Maybe the word "no" doesn't quite register with your 2-year-old, or maybe you'd just like to give discipline a more positive spin. Luckily, you have plenty of alternatives to this overused command — and for good reason. "Children often begin to tune it out, and you may find that it takes ten no's to get your child to respond," says Roni Leiderman, associate dean of the Family Center at Nova Southeastern University in Ft. Lauderdale, Florida. Whether you're trying to keep your child out of trouble or teach him right from wrong, try a better, more effective approach than the "n" word.

What to do

Rephrase. You can't depend on a 2-year-old to control himself, no matter how emphatically you tell him to stop what he's doing. But you still need to tell him how to behave — and make sure he follows through. Instead of saying "no," clearly state what he can do instead. Two-year-olds respond much better to positive instructions than negative ones. So rather than barking, "No! Don't throw the ball in the living room," for instance, try "Let's go outside to play ball." When bath-time turns into an excuse to drench the floor, say, "We play with water in the tub, not on the floor." If he persists, take the sprayer away from him, or take him out of the tub.

If your child is about to do something dangerous, tell him — in a positive way — that you won't allow it: "I won't let you walk in the street because I want to keep you safe." When you don't have time to explain the perils of oncoming traffic (or a sizzling stove), substitute a more direct warning, such as "Stop!" "Danger!" or "Hot!"
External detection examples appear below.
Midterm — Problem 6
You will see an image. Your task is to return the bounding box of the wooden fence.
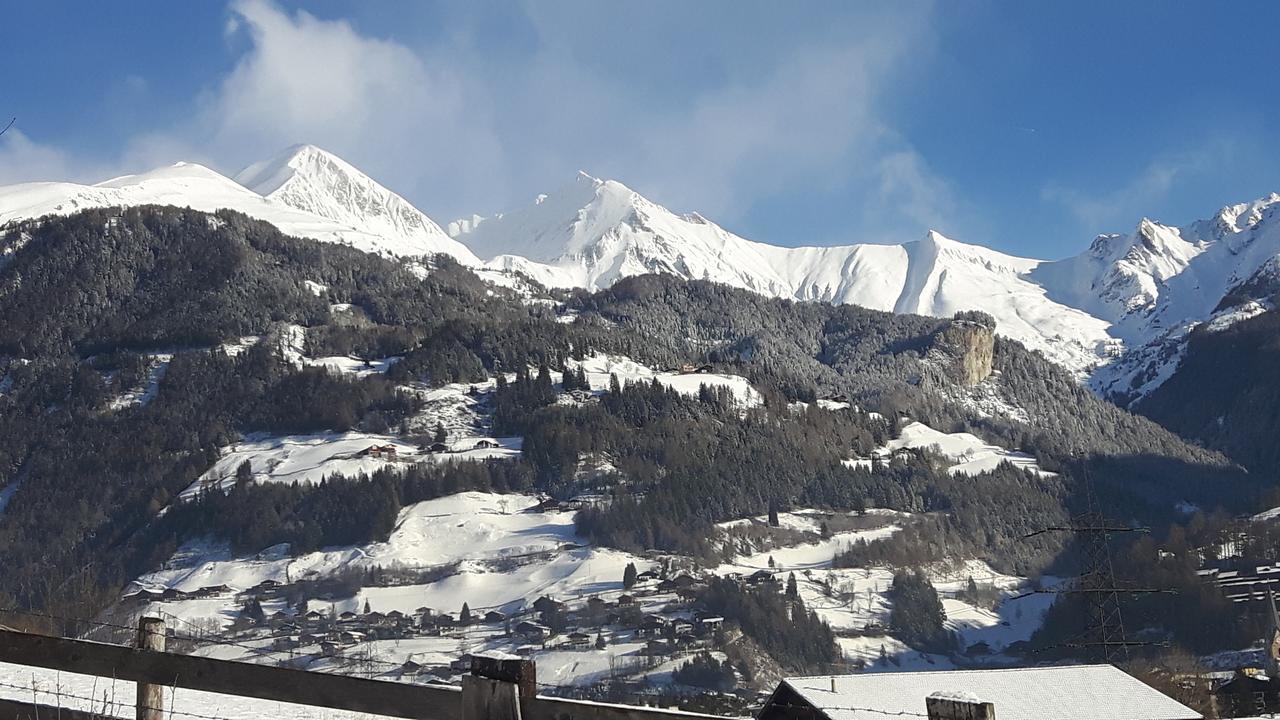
[0,618,716,720]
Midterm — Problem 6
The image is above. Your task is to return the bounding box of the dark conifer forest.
[0,208,1275,655]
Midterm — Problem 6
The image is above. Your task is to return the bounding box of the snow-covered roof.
[783,665,1201,720]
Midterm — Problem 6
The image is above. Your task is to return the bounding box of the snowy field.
[845,421,1053,478]
[566,354,764,407]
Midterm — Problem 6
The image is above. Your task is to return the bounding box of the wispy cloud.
[0,0,955,240]
[1041,136,1238,233]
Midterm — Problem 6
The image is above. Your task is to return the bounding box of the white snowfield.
[182,432,521,498]
[714,509,1053,671]
[845,421,1055,478]
[566,354,764,407]
[0,148,475,264]
[0,146,1280,389]
[136,492,588,597]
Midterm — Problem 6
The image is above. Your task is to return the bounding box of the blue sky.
[0,0,1280,258]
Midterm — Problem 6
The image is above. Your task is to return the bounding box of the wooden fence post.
[462,656,538,720]
[137,618,165,720]
[924,692,996,720]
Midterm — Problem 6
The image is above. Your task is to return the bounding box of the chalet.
[271,635,301,652]
[756,665,1202,720]
[356,445,399,460]
[449,652,475,673]
[515,620,552,643]
[125,589,160,602]
[636,615,667,638]
[698,615,724,635]
[568,492,609,510]
[191,585,232,598]
[534,594,564,612]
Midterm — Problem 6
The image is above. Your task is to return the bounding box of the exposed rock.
[929,316,996,386]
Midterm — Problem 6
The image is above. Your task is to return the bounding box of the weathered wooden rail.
[0,618,716,720]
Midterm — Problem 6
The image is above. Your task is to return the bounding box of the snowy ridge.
[451,173,1111,375]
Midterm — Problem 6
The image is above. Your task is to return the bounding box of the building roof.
[776,665,1201,720]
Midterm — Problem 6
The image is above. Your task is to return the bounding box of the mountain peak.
[236,145,480,265]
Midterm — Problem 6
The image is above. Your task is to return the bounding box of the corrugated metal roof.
[783,665,1201,720]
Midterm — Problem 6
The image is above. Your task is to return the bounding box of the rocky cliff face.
[929,319,996,386]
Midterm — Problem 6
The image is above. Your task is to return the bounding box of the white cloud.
[10,0,955,240]
[128,0,502,212]
[1041,137,1236,233]
[0,130,81,184]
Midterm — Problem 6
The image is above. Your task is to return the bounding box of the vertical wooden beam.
[462,675,520,720]
[471,655,538,697]
[462,655,538,720]
[137,618,165,720]
[924,693,996,720]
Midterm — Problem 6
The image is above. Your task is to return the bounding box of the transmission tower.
[1027,461,1171,662]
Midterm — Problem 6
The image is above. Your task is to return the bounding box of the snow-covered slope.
[460,173,1110,374]
[0,157,475,264]
[236,145,480,265]
[1030,193,1280,404]
[465,173,1280,389]
[10,146,1280,392]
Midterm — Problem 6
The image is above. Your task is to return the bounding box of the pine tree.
[236,460,253,489]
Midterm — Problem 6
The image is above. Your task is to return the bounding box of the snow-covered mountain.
[0,146,1280,394]
[0,150,477,265]
[234,145,480,265]
[451,167,1112,374]
[449,173,1280,404]
[1030,193,1280,405]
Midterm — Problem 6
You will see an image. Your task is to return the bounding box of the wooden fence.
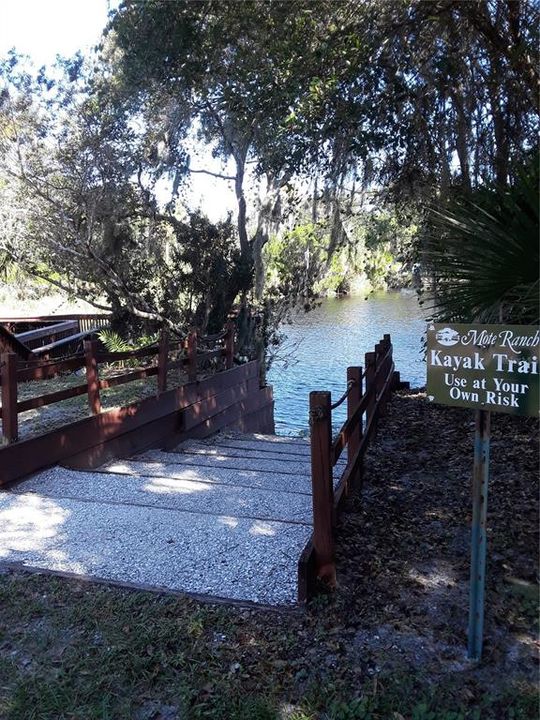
[298,335,407,601]
[0,315,111,360]
[0,322,235,444]
[0,360,274,486]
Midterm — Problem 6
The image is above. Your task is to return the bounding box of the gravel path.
[0,436,312,605]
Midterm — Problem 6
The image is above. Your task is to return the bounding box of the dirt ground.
[0,391,538,720]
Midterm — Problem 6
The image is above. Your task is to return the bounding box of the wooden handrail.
[0,315,234,443]
[310,335,396,585]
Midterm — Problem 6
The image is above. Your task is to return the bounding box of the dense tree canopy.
[0,0,539,340]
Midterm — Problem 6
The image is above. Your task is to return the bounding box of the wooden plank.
[186,330,197,382]
[34,328,97,355]
[15,320,79,344]
[309,392,336,587]
[17,355,85,382]
[332,385,375,465]
[0,353,19,443]
[0,325,33,360]
[182,378,259,431]
[158,330,169,392]
[98,366,159,390]
[84,340,101,415]
[17,383,88,412]
[96,345,159,363]
[63,376,271,469]
[176,386,273,447]
[225,320,235,370]
[0,313,112,323]
[347,367,362,480]
[0,361,259,485]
Offer options. As young as he is, your 2-year-old desperately wants to feel independent and in control. So rather than issuing a flat-out no when he reaches for a kitchen knife, let him choose instead between the potato masher and the whisk — then put the knives well out of reach. When he begs for a piece of candy before lunch, sidestep a straight denial by offering him a choice between halved grapes and apple slices. (A 2-year-old will often choose the second alternative simply because it's the last one he hears, so if you have a preference, bear that in mind!)
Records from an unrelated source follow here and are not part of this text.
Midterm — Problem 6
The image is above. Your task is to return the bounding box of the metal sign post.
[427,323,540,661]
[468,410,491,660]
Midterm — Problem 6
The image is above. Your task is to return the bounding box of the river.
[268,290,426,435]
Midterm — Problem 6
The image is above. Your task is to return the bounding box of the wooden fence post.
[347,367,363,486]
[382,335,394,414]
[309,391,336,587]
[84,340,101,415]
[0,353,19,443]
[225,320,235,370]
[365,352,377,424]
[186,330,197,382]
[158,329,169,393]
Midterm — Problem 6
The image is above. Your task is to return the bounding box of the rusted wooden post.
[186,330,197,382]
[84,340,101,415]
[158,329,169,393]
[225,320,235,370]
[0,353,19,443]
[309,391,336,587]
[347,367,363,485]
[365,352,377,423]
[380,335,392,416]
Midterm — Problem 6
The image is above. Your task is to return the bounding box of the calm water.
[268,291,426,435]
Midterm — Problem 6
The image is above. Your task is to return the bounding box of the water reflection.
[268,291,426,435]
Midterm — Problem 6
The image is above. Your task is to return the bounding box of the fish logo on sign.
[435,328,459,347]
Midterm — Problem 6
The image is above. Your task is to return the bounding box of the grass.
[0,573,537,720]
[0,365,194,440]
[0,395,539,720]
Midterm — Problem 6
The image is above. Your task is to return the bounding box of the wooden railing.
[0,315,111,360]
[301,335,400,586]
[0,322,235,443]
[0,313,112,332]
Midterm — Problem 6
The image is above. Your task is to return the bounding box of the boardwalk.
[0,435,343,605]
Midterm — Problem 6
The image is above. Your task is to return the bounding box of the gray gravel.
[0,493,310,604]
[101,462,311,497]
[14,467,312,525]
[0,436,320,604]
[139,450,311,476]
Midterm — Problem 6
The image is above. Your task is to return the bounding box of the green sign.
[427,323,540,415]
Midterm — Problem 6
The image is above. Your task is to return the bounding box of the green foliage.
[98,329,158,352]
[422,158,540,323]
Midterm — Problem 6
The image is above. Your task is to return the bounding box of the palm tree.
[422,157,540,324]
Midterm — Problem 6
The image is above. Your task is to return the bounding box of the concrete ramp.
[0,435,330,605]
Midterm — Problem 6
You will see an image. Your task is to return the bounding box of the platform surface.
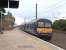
[0,28,64,50]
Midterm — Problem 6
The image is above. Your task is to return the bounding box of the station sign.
[0,0,19,8]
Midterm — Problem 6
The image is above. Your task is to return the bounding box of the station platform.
[0,28,64,50]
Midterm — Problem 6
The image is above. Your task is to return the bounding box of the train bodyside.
[21,19,52,40]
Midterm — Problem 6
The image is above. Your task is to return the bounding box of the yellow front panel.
[37,28,52,33]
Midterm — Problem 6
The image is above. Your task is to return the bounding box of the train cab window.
[45,23,51,27]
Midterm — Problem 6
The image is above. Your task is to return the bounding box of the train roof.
[37,19,52,23]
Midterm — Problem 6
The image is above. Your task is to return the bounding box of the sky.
[6,0,66,25]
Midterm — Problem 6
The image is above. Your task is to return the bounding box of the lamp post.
[0,10,3,33]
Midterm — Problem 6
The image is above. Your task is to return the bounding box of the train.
[20,19,53,40]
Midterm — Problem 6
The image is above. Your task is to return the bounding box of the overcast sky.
[6,0,66,25]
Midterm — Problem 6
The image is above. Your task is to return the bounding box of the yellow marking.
[37,28,52,33]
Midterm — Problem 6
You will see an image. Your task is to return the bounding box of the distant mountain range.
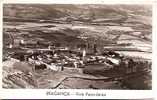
[3,4,152,20]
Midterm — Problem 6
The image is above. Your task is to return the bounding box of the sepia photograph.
[2,4,152,90]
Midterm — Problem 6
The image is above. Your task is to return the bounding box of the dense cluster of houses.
[7,41,142,73]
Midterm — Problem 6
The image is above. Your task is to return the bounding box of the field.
[3,4,152,89]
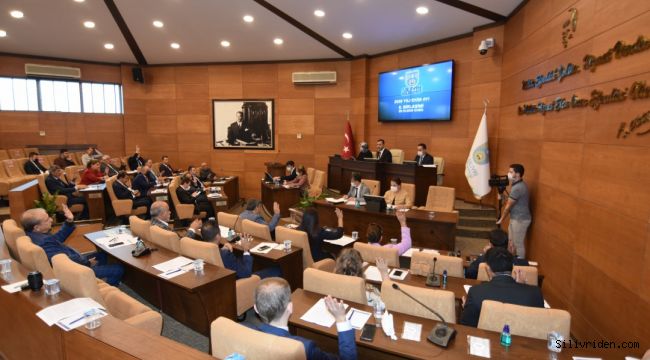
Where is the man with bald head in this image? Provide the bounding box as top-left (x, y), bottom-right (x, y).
top-left (20, 204), bottom-right (124, 286)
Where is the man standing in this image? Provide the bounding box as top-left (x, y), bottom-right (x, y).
top-left (497, 164), bottom-right (532, 259)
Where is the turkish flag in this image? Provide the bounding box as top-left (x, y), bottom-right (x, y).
top-left (341, 121), bottom-right (354, 159)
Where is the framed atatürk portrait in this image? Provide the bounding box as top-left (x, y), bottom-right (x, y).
top-left (212, 99), bottom-right (275, 150)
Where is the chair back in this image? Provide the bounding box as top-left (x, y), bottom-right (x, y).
top-left (52, 254), bottom-right (105, 306)
top-left (275, 226), bottom-right (314, 270)
top-left (381, 280), bottom-right (456, 323)
top-left (411, 251), bottom-right (465, 278)
top-left (361, 179), bottom-right (381, 196)
top-left (180, 237), bottom-right (224, 267)
top-left (16, 236), bottom-right (54, 279)
top-left (129, 215), bottom-right (151, 242)
top-left (210, 317), bottom-right (307, 360)
top-left (302, 268), bottom-right (368, 304)
top-left (241, 219), bottom-right (273, 241)
top-left (149, 226), bottom-right (181, 253)
top-left (354, 241), bottom-right (399, 267)
top-left (478, 300), bottom-right (571, 340)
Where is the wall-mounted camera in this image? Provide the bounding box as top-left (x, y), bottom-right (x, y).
top-left (478, 38), bottom-right (494, 55)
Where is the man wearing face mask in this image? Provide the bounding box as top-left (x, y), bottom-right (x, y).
top-left (497, 164), bottom-right (532, 259)
top-left (415, 143), bottom-right (433, 166)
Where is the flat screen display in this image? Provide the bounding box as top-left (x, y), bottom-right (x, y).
top-left (379, 60), bottom-right (454, 122)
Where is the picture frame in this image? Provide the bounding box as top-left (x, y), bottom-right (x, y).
top-left (212, 99), bottom-right (275, 150)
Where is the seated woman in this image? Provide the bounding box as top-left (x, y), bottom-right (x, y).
top-left (79, 159), bottom-right (106, 185)
top-left (297, 208), bottom-right (343, 262)
top-left (366, 211), bottom-right (411, 255)
top-left (384, 178), bottom-right (413, 209)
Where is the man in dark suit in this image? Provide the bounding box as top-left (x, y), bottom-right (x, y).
top-left (254, 277), bottom-right (357, 360)
top-left (113, 171), bottom-right (151, 214)
top-left (460, 247), bottom-right (544, 327)
top-left (23, 151), bottom-right (47, 175)
top-left (45, 165), bottom-right (88, 220)
top-left (377, 139), bottom-right (393, 163)
top-left (415, 143), bottom-right (433, 166)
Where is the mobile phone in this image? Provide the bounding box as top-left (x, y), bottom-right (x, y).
top-left (361, 324), bottom-right (377, 342)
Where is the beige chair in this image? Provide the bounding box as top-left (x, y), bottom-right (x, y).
top-left (129, 215), bottom-right (151, 242)
top-left (476, 262), bottom-right (539, 286)
top-left (302, 268), bottom-right (368, 304)
top-left (149, 226), bottom-right (181, 253)
top-left (478, 300), bottom-right (571, 340)
top-left (361, 179), bottom-right (381, 196)
top-left (210, 317), bottom-right (307, 360)
top-left (275, 226), bottom-right (336, 272)
top-left (420, 186), bottom-right (456, 212)
top-left (381, 280), bottom-right (456, 323)
top-left (181, 237), bottom-right (261, 316)
top-left (411, 251), bottom-right (465, 278)
top-left (241, 219), bottom-right (273, 241)
top-left (354, 241), bottom-right (399, 267)
top-left (52, 254), bottom-right (162, 335)
top-left (106, 175), bottom-right (147, 216)
top-left (390, 149), bottom-right (404, 164)
top-left (2, 219), bottom-right (25, 261)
Drive him to distraction. A 2-year-old is hard-pressed to leave forbidden objects alone, but he's also young enough to distract away from whatever's causing the problem. When a delicate figurine catches his eye in the department store, quickly point out how the light reflects in a mirror across the aisle, or how fuzzy a sweater on a nearby rack feels. As you direct his interest elsewhere, move away from temptation. In this case, development is on your side: Because your child is so intensely interested in everything now, it's easy to substitute something he'll find equally fascinating.
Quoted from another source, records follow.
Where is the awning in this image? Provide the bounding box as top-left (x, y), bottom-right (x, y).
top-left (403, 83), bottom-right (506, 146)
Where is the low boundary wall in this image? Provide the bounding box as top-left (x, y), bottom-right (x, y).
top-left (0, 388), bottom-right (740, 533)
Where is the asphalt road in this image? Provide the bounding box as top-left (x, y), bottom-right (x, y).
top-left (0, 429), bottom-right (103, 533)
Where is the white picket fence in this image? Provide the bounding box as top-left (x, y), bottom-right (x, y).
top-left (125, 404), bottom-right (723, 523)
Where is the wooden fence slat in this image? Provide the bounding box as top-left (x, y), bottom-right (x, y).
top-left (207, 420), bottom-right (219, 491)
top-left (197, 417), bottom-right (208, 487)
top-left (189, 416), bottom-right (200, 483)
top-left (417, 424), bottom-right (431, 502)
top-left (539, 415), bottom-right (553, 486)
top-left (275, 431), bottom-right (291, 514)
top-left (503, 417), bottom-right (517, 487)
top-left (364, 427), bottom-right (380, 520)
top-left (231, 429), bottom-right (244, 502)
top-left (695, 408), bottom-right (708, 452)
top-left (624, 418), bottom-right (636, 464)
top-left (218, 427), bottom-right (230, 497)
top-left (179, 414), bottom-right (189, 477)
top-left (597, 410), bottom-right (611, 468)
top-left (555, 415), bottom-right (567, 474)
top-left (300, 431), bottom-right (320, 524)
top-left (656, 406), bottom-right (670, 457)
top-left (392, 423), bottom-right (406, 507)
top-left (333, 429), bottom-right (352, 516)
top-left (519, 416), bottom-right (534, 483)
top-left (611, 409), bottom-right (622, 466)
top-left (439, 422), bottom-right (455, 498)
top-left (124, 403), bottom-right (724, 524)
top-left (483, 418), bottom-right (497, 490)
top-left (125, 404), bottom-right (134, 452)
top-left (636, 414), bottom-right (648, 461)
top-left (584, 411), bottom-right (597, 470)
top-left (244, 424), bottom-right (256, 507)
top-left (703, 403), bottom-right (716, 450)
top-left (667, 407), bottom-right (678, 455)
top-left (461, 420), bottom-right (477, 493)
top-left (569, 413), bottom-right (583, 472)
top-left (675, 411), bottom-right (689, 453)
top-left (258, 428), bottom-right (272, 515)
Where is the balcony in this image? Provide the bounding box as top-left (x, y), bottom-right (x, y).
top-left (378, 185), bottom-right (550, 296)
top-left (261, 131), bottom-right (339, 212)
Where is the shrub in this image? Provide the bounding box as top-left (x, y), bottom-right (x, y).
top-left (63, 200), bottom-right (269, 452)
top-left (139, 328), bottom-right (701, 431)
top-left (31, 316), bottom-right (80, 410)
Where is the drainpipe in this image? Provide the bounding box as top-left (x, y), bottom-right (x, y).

Avoid the issue. Whenever you can, keep your 2-year-old out of situations where you'll have to say no, and opt instead for safe environments that encourage his sense of adventure and curiosity. Rather than admonish him day after day about electrical cords, forbidden cupboards, and breakable objects, for instance, redouble your childproofing efforts. And choose places where he's free to roam — the playground or your sister's big backyard, for instance, over the housewares store or Great-Grandma Jenny's antique-filled home. You can't isolate your child from all situations where you'll have to say no, of course, but life will be easier for both of you — and you'll be able to say yes more often — if you limit them.

Ignore minor infractions. Life presents plenty of meaningful opportunities to teach your child discipline. Don't go looking for extras. If he's splashing in a puddle and you're on your way home anyway, why not let him? If he has a yen to fingerpaint his leftover yogurt onto his highchair tray, what's the harm? Remember this parenting mantra: Choose your battles. Indulge his sense of adventure, fun, and exploration whenever you can. If he's safe and you don't have to say no, let it slide.

Say it like you mean it. Of course, when his behavior does matter, and alternatives to no just won't cut it, don't waffle. Say it firmly (but calmly), with conviction and a poker face — "No! Don't pull the cat's tail." An amused "No, no, sweetie" sends your child mixed messages and certainly won't discourage him. When he responds, give him a smile or a hug and follow up with something affirmative — "Yes! What a good listener you are!"